The future is in the mind and is the target of every business owner. Today can be great but tomorrow can be better – will be better. The future is dependent on the past, the present, and itself. There are lessons to be learnt by analysing what has happened. You shouldn’t discount what could be gained from what other businesses or people have done – though, they should be adapted to an appropriate context. Following the lessons comes proposing solutions, taking note of what tools and ability you have at the moment but, also, bearing in mind what you want to achieve. The future works backwards and backwards. Everything, though, is designed to improve the future. Here are three tips for how to push for a better future.
Keep Up-to-Date with the Market
It is very difficult to be an effective business is you have blinkers on, only focussing on what you are achieving. What looks impressive on in-house data models or anecdotes could be dwarfed by the wider market. Context is important, though, as all success is relative and having the right people in place to recognise that is key.

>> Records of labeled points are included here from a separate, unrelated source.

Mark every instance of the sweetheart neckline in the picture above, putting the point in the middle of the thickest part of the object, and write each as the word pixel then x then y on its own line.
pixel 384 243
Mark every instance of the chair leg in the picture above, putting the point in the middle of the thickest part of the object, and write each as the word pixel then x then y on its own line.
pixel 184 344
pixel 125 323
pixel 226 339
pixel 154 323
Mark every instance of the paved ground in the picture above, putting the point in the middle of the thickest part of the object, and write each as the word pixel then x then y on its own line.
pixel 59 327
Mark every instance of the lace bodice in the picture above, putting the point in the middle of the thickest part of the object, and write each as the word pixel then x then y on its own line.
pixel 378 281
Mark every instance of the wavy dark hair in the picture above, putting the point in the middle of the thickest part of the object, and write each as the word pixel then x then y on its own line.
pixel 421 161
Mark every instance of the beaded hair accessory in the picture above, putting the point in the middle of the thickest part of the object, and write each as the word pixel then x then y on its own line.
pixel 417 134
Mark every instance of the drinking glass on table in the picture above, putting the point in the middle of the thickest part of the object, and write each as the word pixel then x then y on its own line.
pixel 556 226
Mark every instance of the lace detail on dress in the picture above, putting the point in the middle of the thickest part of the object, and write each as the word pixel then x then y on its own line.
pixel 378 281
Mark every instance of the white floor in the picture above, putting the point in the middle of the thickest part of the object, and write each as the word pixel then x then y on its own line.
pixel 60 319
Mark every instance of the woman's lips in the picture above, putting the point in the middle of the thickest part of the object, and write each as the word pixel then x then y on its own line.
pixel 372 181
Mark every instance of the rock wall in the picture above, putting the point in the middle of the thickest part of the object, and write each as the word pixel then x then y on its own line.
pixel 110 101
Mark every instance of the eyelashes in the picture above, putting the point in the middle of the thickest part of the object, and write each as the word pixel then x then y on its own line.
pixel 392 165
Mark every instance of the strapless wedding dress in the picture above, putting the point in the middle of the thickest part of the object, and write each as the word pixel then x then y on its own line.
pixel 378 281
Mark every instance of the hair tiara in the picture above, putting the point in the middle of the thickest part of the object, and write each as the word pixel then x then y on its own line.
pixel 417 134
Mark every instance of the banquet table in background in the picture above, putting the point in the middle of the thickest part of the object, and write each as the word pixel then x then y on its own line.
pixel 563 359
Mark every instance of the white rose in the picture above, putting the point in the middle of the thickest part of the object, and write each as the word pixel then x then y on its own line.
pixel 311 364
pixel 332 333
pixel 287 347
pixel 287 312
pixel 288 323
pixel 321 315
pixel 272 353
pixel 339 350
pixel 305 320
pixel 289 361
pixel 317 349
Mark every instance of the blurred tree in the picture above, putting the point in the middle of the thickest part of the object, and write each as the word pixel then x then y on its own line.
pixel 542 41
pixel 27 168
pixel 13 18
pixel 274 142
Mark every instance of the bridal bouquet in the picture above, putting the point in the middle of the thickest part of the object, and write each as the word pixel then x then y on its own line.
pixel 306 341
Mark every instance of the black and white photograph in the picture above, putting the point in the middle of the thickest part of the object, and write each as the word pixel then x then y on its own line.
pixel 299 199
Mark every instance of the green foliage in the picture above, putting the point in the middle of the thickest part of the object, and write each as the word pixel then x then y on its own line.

The market can change rapidly. For instance, business which built head-mounted displays and specialised in creating VR software for educational and training purposes have adapted to increased demands from the b2b industry, as those involved look to utilise the new technology to hold conferences and meetings in their virtual environments as a means of saving on travel time and costs. HTC and Oculus have begun to focus on this growing market now that the standard of the technology and the cost has made it widely accessible and appealing. They see themselves becoming communications companies, more so than educational ones.
Freeing up workloads to prioritise other projects is often a pipedream, accomplished by putting in extra hours to get the chores done, before moving onto the ‘real’ work. There are alternatives, though: cloud-based computing. Businesses like SysAid develop IT support systems and service orchestration software which can automate processes like on-boarding new employees and email workflow, for instance. There are customer relations management software which can automatically create customer profiles once they make contact, holding their details and correspondences in one place, which can speed up reacquainting themselves with the customer, improving the service.
This relieves the employee from fulfilling these tasks which can be accomplished by software, allowing them to focus on value-creating projects which have a higher priority or significance for the future.
Uncoupling what the business is capable of from accomplished and expert employees is impossible. Employing the best ones can be difficult, especially if they are already at a job which they feel works for them. To keep the best employees involves having a pay scale which reflects their ability and, also, providing opportunities to progress and improve. It can be easy to see your best employee as the standard and to raise the standard around them, and, therefore, not invest in improving your best. This negligence could be costly – either because the employee sees green pastures elsewhere, which more chance of progression, or work standards slip to a minimum: it is, to steal terminology from basketball, a case of floor-raising and ceiling raising. Both have sense and logic at their respective moments, but, in business, it is best to improve both the floor and the ceiling at the same time through effective training programmes and keeping the knowledge in the business.